The commonest type of Childhood fractures are the Greenstick and buckle fractures. But how are they managed.
An update on Buckle fractures
The commonest fractures on children are buckland and greenstick but what does this atually mean. There does seem to be some confusion with radiological definitions of a buckle deformity and orthopaedic definitions of buckle fractures.
From my point of view I think the most useful definition is that a buckle fracture is always undisplaced and never angulated. I don't think it is useful to describe an angulated or minimally displaced buckle fracture.
Any angulation means the fracture deeper than just the surface and should be described as a minimally displaced or minimally angulated or angulated greenstick fracture. I believe it is not orthopaedically correct to use the term angulated buckle fracture. The reason for this is that angulation can increase. Thus it is better to only use buckle fracture terminology for the undisplaced fractures as this is more anatomically and pathologically correct and makes management more consistent.

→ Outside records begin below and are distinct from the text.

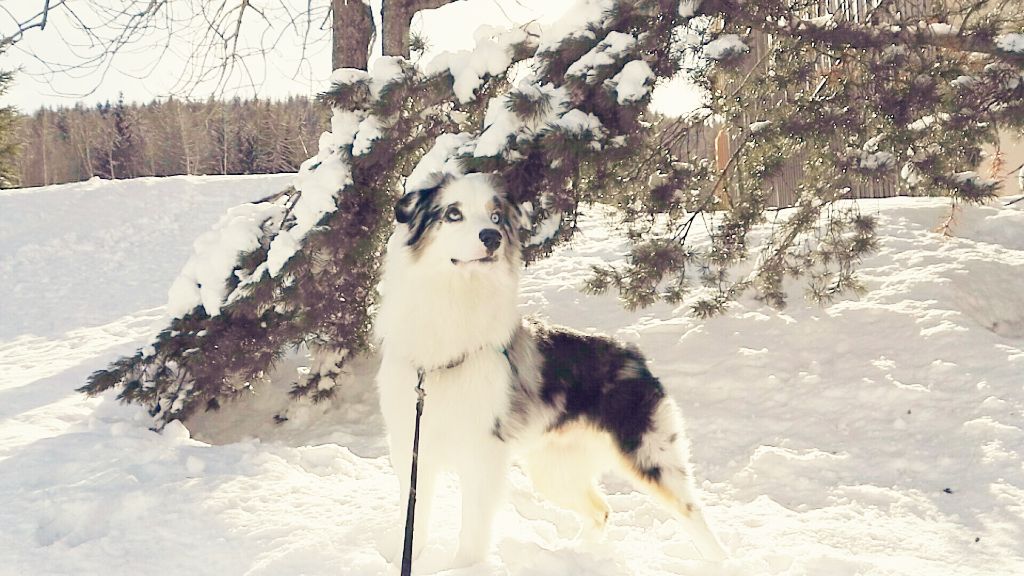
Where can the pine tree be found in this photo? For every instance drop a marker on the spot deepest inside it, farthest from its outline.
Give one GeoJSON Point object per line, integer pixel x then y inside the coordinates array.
{"type": "Point", "coordinates": [850, 94]}
{"type": "Point", "coordinates": [124, 154]}
{"type": "Point", "coordinates": [9, 146]}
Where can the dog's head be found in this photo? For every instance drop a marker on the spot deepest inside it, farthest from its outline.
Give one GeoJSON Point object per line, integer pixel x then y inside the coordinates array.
{"type": "Point", "coordinates": [464, 221]}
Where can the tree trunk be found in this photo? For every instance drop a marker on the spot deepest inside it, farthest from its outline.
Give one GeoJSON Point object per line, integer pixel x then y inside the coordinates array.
{"type": "Point", "coordinates": [396, 16]}
{"type": "Point", "coordinates": [352, 34]}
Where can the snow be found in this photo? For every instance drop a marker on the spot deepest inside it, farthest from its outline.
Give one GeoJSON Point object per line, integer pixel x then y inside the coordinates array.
{"type": "Point", "coordinates": [574, 24]}
{"type": "Point", "coordinates": [439, 159]}
{"type": "Point", "coordinates": [879, 436]}
{"type": "Point", "coordinates": [1011, 42]}
{"type": "Point", "coordinates": [214, 255]}
{"type": "Point", "coordinates": [633, 82]}
{"type": "Point", "coordinates": [493, 55]}
{"type": "Point", "coordinates": [724, 46]}
{"type": "Point", "coordinates": [688, 8]}
{"type": "Point", "coordinates": [606, 52]}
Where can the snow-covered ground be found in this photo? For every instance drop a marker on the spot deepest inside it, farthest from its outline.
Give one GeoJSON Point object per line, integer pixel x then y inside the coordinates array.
{"type": "Point", "coordinates": [876, 436]}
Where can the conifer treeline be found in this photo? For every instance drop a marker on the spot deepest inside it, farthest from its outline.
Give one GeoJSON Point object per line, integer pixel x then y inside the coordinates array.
{"type": "Point", "coordinates": [165, 137]}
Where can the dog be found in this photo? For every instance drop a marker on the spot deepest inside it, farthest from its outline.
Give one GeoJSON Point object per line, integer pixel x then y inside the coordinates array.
{"type": "Point", "coordinates": [568, 406]}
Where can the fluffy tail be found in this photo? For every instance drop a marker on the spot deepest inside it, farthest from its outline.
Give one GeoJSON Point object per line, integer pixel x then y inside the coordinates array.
{"type": "Point", "coordinates": [660, 467]}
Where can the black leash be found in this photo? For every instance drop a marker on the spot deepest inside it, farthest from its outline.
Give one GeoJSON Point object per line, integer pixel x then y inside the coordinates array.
{"type": "Point", "coordinates": [407, 551]}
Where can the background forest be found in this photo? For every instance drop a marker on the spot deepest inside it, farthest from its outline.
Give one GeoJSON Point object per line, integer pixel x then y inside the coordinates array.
{"type": "Point", "coordinates": [166, 137]}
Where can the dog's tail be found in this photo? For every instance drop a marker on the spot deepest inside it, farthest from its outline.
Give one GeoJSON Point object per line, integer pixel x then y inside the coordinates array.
{"type": "Point", "coordinates": [660, 466]}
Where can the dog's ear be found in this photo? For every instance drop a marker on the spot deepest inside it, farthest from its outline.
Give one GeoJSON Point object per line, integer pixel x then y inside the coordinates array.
{"type": "Point", "coordinates": [409, 205]}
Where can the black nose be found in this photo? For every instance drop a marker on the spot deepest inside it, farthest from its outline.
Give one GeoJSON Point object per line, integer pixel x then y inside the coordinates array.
{"type": "Point", "coordinates": [491, 238]}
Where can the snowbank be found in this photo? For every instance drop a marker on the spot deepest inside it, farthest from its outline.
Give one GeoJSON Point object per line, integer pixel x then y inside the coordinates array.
{"type": "Point", "coordinates": [876, 436]}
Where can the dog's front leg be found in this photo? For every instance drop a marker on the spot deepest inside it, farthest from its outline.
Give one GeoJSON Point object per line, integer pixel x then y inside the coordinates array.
{"type": "Point", "coordinates": [483, 481]}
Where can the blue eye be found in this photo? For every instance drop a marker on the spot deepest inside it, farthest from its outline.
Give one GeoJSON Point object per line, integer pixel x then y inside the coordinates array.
{"type": "Point", "coordinates": [453, 214]}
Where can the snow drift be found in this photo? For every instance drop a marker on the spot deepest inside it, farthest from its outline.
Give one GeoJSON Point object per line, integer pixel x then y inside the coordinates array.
{"type": "Point", "coordinates": [873, 436]}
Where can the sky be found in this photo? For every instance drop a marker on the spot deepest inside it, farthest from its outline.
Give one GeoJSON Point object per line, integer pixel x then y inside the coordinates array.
{"type": "Point", "coordinates": [155, 67]}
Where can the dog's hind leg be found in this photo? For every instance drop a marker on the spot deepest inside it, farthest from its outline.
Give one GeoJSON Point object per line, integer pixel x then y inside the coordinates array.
{"type": "Point", "coordinates": [564, 470]}
{"type": "Point", "coordinates": [659, 466]}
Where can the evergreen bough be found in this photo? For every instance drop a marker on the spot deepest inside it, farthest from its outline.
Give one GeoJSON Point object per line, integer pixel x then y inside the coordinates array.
{"type": "Point", "coordinates": [852, 98]}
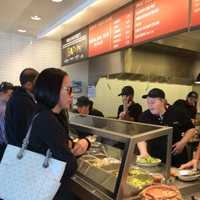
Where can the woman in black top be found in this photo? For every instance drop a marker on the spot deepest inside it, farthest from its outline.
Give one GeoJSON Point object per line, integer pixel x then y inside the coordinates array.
{"type": "Point", "coordinates": [53, 93]}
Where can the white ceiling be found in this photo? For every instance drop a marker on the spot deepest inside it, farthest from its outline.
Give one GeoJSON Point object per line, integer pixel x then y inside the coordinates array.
{"type": "Point", "coordinates": [15, 14]}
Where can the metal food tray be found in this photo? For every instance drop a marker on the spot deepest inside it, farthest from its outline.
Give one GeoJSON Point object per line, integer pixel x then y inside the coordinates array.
{"type": "Point", "coordinates": [105, 175]}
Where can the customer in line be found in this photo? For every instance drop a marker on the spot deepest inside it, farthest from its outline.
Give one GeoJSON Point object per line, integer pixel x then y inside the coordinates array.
{"type": "Point", "coordinates": [158, 114]}
{"type": "Point", "coordinates": [6, 90]}
{"type": "Point", "coordinates": [53, 92]}
{"type": "Point", "coordinates": [20, 108]}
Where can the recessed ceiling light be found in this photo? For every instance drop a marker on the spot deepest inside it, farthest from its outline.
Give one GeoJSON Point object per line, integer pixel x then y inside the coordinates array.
{"type": "Point", "coordinates": [57, 1]}
{"type": "Point", "coordinates": [21, 30]}
{"type": "Point", "coordinates": [36, 18]}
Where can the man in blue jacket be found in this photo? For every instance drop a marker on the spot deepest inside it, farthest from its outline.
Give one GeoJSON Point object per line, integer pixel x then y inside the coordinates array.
{"type": "Point", "coordinates": [20, 108]}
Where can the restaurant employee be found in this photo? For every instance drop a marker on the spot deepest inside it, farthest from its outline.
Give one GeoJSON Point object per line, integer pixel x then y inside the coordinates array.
{"type": "Point", "coordinates": [158, 114]}
{"type": "Point", "coordinates": [189, 106]}
{"type": "Point", "coordinates": [129, 110]}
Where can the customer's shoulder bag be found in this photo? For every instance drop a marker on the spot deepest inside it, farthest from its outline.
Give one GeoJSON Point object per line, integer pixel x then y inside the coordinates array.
{"type": "Point", "coordinates": [26, 175]}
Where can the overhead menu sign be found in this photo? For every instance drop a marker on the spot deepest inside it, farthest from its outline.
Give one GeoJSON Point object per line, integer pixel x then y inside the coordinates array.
{"type": "Point", "coordinates": [111, 33]}
{"type": "Point", "coordinates": [156, 18]}
{"type": "Point", "coordinates": [75, 47]}
{"type": "Point", "coordinates": [195, 20]}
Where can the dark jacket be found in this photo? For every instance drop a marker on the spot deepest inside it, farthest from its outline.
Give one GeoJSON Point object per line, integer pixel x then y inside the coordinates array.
{"type": "Point", "coordinates": [48, 133]}
{"type": "Point", "coordinates": [19, 110]}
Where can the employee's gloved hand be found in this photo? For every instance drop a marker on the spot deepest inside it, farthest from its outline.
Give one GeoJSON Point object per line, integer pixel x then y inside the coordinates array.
{"type": "Point", "coordinates": [80, 147]}
{"type": "Point", "coordinates": [123, 115]}
{"type": "Point", "coordinates": [191, 164]}
{"type": "Point", "coordinates": [178, 147]}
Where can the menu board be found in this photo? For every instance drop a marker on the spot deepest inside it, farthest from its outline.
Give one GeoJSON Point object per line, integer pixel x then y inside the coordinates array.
{"type": "Point", "coordinates": [75, 47]}
{"type": "Point", "coordinates": [195, 21]}
{"type": "Point", "coordinates": [111, 33]}
{"type": "Point", "coordinates": [156, 18]}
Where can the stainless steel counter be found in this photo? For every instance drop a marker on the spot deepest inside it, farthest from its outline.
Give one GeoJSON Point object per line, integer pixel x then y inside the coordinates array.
{"type": "Point", "coordinates": [187, 188]}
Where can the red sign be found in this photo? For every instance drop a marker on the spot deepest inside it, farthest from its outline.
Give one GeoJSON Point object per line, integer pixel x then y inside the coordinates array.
{"type": "Point", "coordinates": [154, 18]}
{"type": "Point", "coordinates": [112, 33]}
{"type": "Point", "coordinates": [195, 13]}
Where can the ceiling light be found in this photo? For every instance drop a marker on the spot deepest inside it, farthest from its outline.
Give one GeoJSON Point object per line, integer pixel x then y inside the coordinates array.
{"type": "Point", "coordinates": [57, 1]}
{"type": "Point", "coordinates": [36, 18]}
{"type": "Point", "coordinates": [21, 30]}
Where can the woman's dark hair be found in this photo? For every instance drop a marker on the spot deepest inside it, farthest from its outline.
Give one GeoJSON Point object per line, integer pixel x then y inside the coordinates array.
{"type": "Point", "coordinates": [48, 85]}
{"type": "Point", "coordinates": [28, 75]}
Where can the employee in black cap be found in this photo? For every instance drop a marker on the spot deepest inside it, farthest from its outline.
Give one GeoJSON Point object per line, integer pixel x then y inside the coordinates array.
{"type": "Point", "coordinates": [85, 106]}
{"type": "Point", "coordinates": [158, 114]}
{"type": "Point", "coordinates": [189, 106]}
{"type": "Point", "coordinates": [129, 110]}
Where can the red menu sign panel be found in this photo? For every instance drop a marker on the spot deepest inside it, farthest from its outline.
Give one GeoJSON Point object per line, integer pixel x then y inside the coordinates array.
{"type": "Point", "coordinates": [154, 18]}
{"type": "Point", "coordinates": [112, 33]}
{"type": "Point", "coordinates": [195, 13]}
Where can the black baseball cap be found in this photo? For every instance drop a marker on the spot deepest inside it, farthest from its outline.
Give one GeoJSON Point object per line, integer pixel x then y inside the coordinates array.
{"type": "Point", "coordinates": [155, 93]}
{"type": "Point", "coordinates": [4, 86]}
{"type": "Point", "coordinates": [127, 91]}
{"type": "Point", "coordinates": [83, 101]}
{"type": "Point", "coordinates": [193, 94]}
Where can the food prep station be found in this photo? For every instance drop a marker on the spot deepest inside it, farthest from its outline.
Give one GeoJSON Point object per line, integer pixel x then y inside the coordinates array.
{"type": "Point", "coordinates": [110, 169]}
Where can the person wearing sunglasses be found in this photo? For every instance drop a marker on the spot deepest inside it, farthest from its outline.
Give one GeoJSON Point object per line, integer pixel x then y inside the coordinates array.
{"type": "Point", "coordinates": [53, 94]}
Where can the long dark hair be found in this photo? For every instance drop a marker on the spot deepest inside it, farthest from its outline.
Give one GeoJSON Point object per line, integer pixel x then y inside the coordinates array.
{"type": "Point", "coordinates": [48, 85]}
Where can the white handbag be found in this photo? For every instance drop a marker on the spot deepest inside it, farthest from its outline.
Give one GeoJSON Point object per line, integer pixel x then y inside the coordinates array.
{"type": "Point", "coordinates": [26, 175]}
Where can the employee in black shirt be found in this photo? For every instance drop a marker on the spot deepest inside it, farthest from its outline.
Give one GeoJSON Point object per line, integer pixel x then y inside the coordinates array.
{"type": "Point", "coordinates": [129, 110]}
{"type": "Point", "coordinates": [85, 107]}
{"type": "Point", "coordinates": [158, 114]}
{"type": "Point", "coordinates": [189, 106]}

A true buckle fracture only involes one cortex and is stable and will not angulate. There are many studies supporting the use of splinting or removable splints for 3 weeks for buckle fractures.
The debate occurs when we consider the greenstick fracture. These may be undisplaced or angulated. They have the potential to angulate further.
When it comes to forearm fractures a lot has been written. They may even need manipulation if angulation is unacceptable. What is acceptable angulation is somewhat under debate and different orthopaedic surgeons have differing opinions. In general fracture that are greensctick and greater than 2.5cm from the distal radius require above elbow casting and those below the age of six usually require above elbow casting purely becasue the cast will simply slip off.